Dimanche 16 février 2014 - Sixième dimanche Année A

Radical

Siracide 15,15-20 - Psaume 118,1-2.4-5.17-.33-34 - 1 Corinthiens 2,6-10 - Matthieu 5,17-37
dimanche 16 février 2014.
 

Radical : entier, extrémiste, intransigeant, sans concessions ?

Non, simplement : qui relève de la racine.

Jésus, parfois, ne répond pas à ceux qui lui demandent : « oui ou non ? » Il lui arrive même de finasser avec eux pour déjouer leurs pièges. Pourtant, ses actions et ses paroles relèvent toutes du oui fondamental, de l’Amen qu’il est à son Père.

Rien de brutal, donc, dans son propos d’aujourd’hui, malgré les apparences, mais une exigence de fidélité inconditionnelle. Pour l’illustrer, prenons la comparaison d’une plante. L’arbre tire son élan du réseau racinaire d’où monte la sève qui, passant par le tronc solide et droit, atteint jusqu’au dernier rameau de la frondaison, frémissant au moindre souffle. Telle est sa cohésion organique, sa cohérence vitale, que viendrait blesser toute coupure du flux nourricier.

Telle est la fidélité de Dieu, inébranlable dans l’amour qu’il a juré à nos Pères, à son peuple et à son Messie. Ce qui ne l’empêche pas « d’écrire droit avec des lignes courbes », d’accompagner nos chemins sinueux pour mieux les conduire selon sa grâce.

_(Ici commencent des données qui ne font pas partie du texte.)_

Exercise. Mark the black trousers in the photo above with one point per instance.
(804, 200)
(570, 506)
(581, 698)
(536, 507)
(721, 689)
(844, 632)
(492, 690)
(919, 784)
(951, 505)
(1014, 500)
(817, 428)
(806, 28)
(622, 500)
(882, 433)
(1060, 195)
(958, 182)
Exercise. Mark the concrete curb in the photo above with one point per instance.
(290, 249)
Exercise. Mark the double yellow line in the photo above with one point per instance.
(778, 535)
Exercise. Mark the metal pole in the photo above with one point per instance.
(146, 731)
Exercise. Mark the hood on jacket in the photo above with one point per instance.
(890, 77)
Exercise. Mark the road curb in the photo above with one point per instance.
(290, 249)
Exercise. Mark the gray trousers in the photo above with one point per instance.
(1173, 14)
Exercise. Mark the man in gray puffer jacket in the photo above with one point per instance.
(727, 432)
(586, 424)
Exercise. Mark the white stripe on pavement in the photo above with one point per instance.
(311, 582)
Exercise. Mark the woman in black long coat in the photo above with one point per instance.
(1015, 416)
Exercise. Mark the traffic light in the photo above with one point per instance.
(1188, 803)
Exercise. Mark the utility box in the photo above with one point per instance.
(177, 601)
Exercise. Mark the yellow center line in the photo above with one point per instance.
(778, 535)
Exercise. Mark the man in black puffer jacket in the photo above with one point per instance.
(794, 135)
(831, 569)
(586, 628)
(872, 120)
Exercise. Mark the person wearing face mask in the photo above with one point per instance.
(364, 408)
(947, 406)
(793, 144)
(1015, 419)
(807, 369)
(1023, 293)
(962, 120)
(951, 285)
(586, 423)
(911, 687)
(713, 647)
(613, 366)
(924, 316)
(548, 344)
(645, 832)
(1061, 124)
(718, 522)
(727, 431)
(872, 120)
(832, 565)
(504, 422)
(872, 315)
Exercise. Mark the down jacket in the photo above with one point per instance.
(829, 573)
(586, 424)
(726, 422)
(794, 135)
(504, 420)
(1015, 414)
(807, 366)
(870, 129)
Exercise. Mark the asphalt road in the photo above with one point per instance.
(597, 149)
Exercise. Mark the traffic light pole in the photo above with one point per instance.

Ainsi, l’exhortation du Seigneur aujourd’hui nous appelle à repartir sans cesse de son « oui » à lui qui seul est sûr, et à prendre exemple sur sa conduite miséricordieuse pour régler la nôtre. Nous qui sommes prêtres ou avons fait des vœux religieux, nous savons combien d’intelligence et de patience sont nécessaires pour mener une vie entière dans la fidélité à nos engagements initiaux. Les époux aussi le savent, qui dans la vie conjugale et l’éducation des enfants connaissent la nécessité des tours et des détours inspirés par l’amour.

Nous tous, baptisés, nous le savons. Même si ce fut dans notre petite enfance, l’adhésion au don de Dieu affirmée par nos parents se renouvelle en chaque eucharistie, à chaque communion. C’est parce que lui est fidèle que nous pouvons choisir de mettre notre vie en conformité à nos engagements baptismaux.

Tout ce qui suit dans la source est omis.